Schnitzler tenía 19 años más que Zweig. Fue otro maestro de su generación, pero más bien un maestro estético, el de la novela corta, amena: la novelle. Le agradece "la belleza de sus libros", pero nunca le escribe lo que a Freud: "La ayuda que nos ha prestado con su actitud humana no ha sido menor que la que nos ha dado con su obra". Sí es una relación de maestro-alumno la que pergeña esta correspondencia, pero más bien respecto de detalles técnicos literarios. Además, Zweig no es un discípulo reverencial, discute con el maestro.
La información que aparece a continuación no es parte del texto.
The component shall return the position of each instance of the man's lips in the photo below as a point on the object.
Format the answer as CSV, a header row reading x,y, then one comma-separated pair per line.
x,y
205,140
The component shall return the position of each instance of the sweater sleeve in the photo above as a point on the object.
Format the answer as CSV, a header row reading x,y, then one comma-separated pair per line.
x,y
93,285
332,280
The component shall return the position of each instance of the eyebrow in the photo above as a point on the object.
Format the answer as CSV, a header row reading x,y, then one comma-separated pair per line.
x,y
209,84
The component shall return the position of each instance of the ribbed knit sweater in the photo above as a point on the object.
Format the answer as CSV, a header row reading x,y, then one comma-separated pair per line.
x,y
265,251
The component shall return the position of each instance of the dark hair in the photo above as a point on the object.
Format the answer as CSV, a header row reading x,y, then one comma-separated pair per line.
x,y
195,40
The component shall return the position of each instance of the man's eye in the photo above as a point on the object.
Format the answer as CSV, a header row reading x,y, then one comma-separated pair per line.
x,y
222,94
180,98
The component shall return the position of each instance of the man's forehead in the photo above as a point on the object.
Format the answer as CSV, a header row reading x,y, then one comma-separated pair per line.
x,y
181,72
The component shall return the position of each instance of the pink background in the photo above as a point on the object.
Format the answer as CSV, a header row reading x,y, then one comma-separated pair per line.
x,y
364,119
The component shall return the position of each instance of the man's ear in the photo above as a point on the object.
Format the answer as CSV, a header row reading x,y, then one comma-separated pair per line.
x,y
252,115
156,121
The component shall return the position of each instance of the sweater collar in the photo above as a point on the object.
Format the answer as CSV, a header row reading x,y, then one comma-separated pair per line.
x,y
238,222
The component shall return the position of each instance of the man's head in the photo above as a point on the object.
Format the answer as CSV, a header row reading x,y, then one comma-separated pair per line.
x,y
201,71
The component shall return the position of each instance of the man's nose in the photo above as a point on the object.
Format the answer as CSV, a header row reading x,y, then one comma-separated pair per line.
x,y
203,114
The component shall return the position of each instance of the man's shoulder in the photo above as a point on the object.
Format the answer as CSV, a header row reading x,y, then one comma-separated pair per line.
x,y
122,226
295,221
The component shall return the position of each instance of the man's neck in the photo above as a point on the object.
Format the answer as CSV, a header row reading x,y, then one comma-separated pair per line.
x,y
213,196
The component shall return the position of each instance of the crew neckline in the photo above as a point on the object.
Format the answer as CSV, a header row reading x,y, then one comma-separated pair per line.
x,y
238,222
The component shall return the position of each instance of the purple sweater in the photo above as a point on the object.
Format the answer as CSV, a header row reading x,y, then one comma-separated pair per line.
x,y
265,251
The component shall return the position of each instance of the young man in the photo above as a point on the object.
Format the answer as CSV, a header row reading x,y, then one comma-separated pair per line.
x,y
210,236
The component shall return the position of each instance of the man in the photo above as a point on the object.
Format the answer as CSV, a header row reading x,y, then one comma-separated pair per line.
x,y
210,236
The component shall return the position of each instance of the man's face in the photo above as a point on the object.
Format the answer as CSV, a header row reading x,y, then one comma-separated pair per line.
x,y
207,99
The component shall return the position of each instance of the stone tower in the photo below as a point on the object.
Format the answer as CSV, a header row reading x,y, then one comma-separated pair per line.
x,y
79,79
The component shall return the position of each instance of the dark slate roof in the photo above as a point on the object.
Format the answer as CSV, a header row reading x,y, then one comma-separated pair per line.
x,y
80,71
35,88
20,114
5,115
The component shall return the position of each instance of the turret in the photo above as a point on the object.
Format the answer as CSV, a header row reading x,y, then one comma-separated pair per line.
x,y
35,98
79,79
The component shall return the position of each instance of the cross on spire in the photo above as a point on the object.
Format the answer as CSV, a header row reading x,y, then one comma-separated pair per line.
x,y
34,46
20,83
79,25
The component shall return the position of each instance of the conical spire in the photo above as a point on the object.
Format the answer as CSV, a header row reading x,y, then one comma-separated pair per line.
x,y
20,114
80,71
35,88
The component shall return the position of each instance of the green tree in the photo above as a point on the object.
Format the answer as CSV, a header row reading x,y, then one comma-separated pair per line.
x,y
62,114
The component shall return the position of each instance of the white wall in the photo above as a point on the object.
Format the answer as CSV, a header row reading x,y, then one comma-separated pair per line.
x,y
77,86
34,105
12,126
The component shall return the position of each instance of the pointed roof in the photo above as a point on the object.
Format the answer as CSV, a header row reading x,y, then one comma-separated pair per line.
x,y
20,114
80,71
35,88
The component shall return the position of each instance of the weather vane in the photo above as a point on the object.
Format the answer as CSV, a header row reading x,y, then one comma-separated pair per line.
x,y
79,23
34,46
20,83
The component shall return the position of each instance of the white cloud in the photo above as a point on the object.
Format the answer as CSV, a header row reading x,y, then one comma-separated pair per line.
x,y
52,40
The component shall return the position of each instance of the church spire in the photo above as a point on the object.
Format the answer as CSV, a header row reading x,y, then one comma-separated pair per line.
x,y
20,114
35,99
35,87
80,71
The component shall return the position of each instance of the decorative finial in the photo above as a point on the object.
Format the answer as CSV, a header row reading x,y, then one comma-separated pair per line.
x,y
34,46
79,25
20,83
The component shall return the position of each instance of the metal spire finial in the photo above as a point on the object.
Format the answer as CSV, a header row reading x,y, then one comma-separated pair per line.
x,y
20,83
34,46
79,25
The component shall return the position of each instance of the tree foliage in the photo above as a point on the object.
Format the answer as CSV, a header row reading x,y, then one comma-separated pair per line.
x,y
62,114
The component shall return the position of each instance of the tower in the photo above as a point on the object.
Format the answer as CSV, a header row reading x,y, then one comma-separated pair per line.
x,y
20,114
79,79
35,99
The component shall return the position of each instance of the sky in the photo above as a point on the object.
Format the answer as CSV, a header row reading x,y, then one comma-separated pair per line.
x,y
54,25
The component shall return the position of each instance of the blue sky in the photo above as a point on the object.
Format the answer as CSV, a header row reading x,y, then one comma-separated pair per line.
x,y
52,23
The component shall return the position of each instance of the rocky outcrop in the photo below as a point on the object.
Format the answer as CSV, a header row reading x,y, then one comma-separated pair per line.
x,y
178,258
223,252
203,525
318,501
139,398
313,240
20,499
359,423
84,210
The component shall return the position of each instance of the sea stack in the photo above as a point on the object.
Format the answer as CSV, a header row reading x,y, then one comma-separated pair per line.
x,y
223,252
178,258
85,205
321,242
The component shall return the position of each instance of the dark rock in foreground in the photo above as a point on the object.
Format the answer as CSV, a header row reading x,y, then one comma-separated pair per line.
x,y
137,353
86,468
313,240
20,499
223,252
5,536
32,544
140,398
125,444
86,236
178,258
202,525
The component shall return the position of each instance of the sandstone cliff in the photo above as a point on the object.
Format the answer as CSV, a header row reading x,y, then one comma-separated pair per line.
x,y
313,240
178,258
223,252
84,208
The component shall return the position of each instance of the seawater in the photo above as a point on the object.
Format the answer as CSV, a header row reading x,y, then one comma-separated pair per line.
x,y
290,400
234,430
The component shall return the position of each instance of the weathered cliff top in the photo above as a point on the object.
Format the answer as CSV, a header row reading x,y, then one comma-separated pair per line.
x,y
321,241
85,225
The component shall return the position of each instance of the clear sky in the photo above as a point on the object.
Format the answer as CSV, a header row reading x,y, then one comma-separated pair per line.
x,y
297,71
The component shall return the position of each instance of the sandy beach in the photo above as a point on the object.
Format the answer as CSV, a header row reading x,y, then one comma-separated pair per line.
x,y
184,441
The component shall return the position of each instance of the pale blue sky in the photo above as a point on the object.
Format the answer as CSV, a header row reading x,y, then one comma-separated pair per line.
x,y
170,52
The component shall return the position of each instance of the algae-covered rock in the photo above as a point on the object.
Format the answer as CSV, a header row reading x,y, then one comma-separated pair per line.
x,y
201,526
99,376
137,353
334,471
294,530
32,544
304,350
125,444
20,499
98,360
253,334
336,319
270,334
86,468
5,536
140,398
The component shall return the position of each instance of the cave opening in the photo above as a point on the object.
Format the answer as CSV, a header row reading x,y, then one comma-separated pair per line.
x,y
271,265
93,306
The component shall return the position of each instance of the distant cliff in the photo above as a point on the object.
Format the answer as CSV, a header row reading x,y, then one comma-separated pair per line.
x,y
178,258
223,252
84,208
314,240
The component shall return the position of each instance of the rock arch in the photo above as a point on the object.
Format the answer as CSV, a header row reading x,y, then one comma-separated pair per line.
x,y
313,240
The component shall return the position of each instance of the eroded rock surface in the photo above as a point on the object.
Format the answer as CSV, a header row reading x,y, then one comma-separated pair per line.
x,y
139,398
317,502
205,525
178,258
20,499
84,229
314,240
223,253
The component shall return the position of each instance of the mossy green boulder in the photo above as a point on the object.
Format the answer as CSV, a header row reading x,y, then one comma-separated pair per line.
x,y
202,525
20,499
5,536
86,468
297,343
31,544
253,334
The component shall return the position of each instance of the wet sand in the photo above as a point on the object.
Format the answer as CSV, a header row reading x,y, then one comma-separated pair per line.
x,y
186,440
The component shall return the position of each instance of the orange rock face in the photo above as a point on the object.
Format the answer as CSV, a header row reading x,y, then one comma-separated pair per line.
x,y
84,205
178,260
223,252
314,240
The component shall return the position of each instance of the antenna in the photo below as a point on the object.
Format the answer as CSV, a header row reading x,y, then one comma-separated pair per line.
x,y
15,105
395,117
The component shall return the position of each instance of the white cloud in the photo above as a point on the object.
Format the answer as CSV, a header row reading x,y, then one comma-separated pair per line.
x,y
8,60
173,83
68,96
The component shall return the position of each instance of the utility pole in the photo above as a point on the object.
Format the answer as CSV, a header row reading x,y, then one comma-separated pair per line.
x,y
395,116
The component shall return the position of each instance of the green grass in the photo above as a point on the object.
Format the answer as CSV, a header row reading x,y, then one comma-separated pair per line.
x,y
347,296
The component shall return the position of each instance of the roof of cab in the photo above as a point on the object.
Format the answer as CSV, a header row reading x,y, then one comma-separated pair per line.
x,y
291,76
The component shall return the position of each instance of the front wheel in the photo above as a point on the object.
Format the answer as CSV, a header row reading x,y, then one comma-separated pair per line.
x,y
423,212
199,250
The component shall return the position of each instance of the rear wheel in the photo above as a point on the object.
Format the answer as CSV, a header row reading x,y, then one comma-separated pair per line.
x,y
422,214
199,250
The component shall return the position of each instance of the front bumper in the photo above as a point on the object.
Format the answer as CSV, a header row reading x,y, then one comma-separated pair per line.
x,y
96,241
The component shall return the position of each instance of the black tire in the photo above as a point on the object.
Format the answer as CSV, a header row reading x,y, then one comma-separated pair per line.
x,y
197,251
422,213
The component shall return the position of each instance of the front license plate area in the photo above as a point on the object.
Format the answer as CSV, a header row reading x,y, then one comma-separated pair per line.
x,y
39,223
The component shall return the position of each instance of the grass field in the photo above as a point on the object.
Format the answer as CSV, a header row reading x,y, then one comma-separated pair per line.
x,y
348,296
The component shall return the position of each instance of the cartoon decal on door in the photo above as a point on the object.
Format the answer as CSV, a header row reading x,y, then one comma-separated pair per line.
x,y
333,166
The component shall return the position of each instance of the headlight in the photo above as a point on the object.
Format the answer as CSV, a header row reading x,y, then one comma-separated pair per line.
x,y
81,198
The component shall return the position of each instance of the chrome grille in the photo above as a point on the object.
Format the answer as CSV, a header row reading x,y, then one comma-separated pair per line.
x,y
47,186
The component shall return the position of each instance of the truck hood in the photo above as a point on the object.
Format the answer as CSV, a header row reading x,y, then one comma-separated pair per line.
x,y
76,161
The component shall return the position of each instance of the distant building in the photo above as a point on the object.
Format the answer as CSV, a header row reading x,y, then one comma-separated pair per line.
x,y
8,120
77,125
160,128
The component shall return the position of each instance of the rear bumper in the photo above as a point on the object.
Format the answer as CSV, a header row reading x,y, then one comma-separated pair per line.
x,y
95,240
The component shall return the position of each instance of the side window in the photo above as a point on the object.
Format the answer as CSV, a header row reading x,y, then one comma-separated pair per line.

Resulta, por ello, más franco que con Freud. Le respeta y admira, de todos modos. Por ejemplo, tras asistir a la "triunfante representación" de la Llamada de la vida el 12 de diciembre de 1909, al día siguiente de su estreno en el Deutsches Volkstheater de Viena, le escribe: "Sentí como pocas veces antes los sentimientos que encierra un cuerpo humano que no se avergüenza de su desnudez y vi realmente, con un espanto dulce y arrebatador, el inmenso espacio que puede abrirse de pronto entre la vida más intensa y la nada... el abrazo hostil de vida y muerte, el centelleante segundo del ser uno en la pasión". Al fin y al cabo, Schnitzler es el primero en la literatura austriaca que descubre lo sexual como fuerza impulsora de la vida individual y social. Aunque él era un frío e indiferente artista del lenguaje, con distancia a las cosas. Mientras que Zweig se tomaba amor, vida y muerte muy en serio.

Zweig, quizá, se tomó todo

demasiado en serio. Aunque dentro de una especie de moralismo humanitario un tanto esotérico, sin mayor crítica. Temáticamente removió tabúes, sobre todo eróticos, pero nunca atentó en general contra los valores tradicionales del lenguaje. En el fondo de su ambigüedad permaneció un tradicionalista, un hombre de ayer, decimonónico. La grandeza y límites del humanismo burgués determinaron su triunfo y su tragedia. A él, que lo tenía todo, nada ni nadie pudo quitarle el dolor por lo perdido. A cambio, sí se quitó la vida. Pocos días antes de hacerlo, copió estas palabras de Montaigne, el elegante escéptico al que dedicó sus últimos esfuerzos intelectuales: "Vivir significa servir, bajo la condición de que la muerte es libertad de cada uno... La muerte es la gran vuelta a casa".